To address these challenges, we constructed a target preprocessing network (TPN) designed to focus on the key sequence features embedded in the PLM outputs. In addition, we introduced a multi-head attention mechanism integrated with relative positional encoding to enhance the model’s ability to capture the relative order and long-range functional dependencies among amino acid residues. Based on these designs, we developed a high-performance effector protein prediction model called MoCETSE, which is capable of accurately identifying five major types of secreted effector proteins (T1SE, T2SE, T3SE, T4SE, and T6SE). This model not only rivals current advanced binary classifiers (such as Bastion3 [10], CNN-T4SE [14], and Bastion6 [18]) in performance, but its prediction accuracy also surpasses the existing popular multi-class classifier DeepSecE [27]. Furthermore, MoCETSE can efficiently perform genome-wide predictive inference of secreted proteins. Our model provides a new perspective for extending the application of PLMs in bacterial effector protein prediction and is expected to advance our understanding of the pathogenic mechanisms associated with bacterial secretion systems.
Materials and methods
Data description
The non-redundant labeled training and independent test datasets used by the MoCETSE effector protein classifier were all derived from the multi-class effector protein prediction tool DeepSecE [27]. During the original construction of DeepSecE dataset, the authors further applied CD-HIT (v4.8.1) [29] with a 60% sequence identity threshold to remove redundant and highly homologous sequences both within the training set and between the training and test sets. After obtaining the training dataset, we performed a homology redundancy check between our training dataset and the independent test dataset from Bastion3 [10], CNN-T4SE [14], and Bastion6 [18]. We used CD-HIT with a 90% sequence identity threshold for clustering analysis and removed the overlapping sequences between the training dataset and the benchmark test dataset to ensure the independence of the training dataset. Finally, the training dataset (Dataset S1) contains 1,577 non-effector proteins, 128 T1SEs, 68 T2SEs, 392 T3SEs, 507 T4SEs, and 232 T6SEs, totaling 2,904 samples; the test dataset (Dataset S2) contains 150 non-effector proteins, 20 T1SEs, 10 T2SEs, 30 T3SEs, 30 T4SEs, and 20 T6SEs, totaling 260 samples. The protein sequences in these training and independent test datasets span a wide range of lengths, from fewer than 100 amino acids to over 1,000 amino acids. As shown in S1 Fig, the lengths of these proteins are mainly distributed within the range of 100–600 amino acids.

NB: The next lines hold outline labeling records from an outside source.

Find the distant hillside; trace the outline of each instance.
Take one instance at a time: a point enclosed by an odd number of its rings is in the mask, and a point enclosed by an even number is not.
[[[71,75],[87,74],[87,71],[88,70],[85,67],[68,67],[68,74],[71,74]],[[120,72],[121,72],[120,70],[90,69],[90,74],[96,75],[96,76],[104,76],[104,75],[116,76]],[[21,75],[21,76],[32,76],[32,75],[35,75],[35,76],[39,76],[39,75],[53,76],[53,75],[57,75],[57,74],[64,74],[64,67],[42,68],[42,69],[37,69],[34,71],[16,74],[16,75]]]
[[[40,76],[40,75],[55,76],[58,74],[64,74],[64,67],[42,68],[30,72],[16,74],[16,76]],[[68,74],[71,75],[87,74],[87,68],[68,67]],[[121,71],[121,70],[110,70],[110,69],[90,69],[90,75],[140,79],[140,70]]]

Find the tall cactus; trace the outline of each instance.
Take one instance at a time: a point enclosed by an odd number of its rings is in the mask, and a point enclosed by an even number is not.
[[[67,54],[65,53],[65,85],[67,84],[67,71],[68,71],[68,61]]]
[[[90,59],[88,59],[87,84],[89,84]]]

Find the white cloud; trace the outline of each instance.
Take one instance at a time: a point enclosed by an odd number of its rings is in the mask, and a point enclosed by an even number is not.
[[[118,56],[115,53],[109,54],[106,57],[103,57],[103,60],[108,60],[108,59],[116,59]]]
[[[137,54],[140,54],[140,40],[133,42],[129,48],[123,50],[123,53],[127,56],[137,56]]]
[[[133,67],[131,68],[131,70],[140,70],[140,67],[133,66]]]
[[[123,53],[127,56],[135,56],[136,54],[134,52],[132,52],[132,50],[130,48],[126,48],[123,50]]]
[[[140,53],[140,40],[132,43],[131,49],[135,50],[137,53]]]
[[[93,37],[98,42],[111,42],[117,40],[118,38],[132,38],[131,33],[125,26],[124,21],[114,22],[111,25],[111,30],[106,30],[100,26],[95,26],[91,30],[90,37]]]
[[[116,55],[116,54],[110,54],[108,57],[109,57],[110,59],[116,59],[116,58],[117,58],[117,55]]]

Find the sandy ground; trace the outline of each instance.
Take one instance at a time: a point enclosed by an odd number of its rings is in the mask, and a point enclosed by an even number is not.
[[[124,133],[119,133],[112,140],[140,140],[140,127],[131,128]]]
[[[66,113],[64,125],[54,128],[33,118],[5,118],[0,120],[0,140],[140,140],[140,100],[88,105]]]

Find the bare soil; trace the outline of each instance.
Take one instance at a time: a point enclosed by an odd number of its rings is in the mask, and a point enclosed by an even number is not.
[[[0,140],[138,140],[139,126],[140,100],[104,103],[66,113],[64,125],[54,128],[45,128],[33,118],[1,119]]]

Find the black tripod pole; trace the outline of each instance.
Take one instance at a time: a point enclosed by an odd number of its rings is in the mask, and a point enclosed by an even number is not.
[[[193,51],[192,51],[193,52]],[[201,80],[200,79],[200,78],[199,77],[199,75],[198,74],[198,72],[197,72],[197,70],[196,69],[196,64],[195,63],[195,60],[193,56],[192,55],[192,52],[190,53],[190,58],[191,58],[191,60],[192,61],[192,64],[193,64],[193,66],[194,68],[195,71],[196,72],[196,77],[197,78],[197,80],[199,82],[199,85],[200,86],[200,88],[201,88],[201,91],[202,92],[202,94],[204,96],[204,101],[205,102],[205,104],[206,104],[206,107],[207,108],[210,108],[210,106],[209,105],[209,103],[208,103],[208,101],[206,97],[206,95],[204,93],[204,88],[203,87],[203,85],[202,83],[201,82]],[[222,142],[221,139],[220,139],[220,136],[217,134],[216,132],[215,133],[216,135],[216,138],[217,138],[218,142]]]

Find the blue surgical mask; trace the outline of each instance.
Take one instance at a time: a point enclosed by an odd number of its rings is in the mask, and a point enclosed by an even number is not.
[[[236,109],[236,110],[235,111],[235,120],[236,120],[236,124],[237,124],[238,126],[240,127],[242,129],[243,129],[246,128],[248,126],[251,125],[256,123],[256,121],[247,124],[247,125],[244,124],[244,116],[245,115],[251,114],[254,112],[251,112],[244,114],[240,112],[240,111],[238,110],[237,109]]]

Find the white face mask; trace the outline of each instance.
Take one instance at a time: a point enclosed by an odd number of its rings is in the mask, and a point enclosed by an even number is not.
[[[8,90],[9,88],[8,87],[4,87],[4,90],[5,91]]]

During the benchmark testing phase, to comprehensively evaluate the performance of MoCETSE against existing mainstream binary and multi-class methods, we selected corresponding benchmark datasets for different types of secreted proteins. For type I secreted proteins, given the lack of publicly available independent test sets, we followed the methodology established in DeepSecE, selecting 20 T1SE samples and 150 non-secreted protein samples from the independent test dataset (Dataset S2) to construct a new benchmark dataset (Dataset S3). For type III, IV, and VI secreted proteins, we directly used the publicly available independent test datasets from Bastion3, CNN-T4SE, and Bastion6, which were designated as Dataset S4, Dataset S5, and Dataset S6, respectively. The samples in these test datasets were all curated by the original authors from primary literature, public databases, or experimental data (encompassing diverse bacterial species and studies). Additionally, the original authors applied CD-HIT with a sequence similarity threshold to remove duplicate or highly homologous samples from both the training and independent test datasets, preventing data leakage and ensuring dataset independence. The detailed specifications of the datasets used in this study are provided in S1 Table, and the distribution of different types of effector and non-effector proteins within the datasets is visually depicted in S2 Fig.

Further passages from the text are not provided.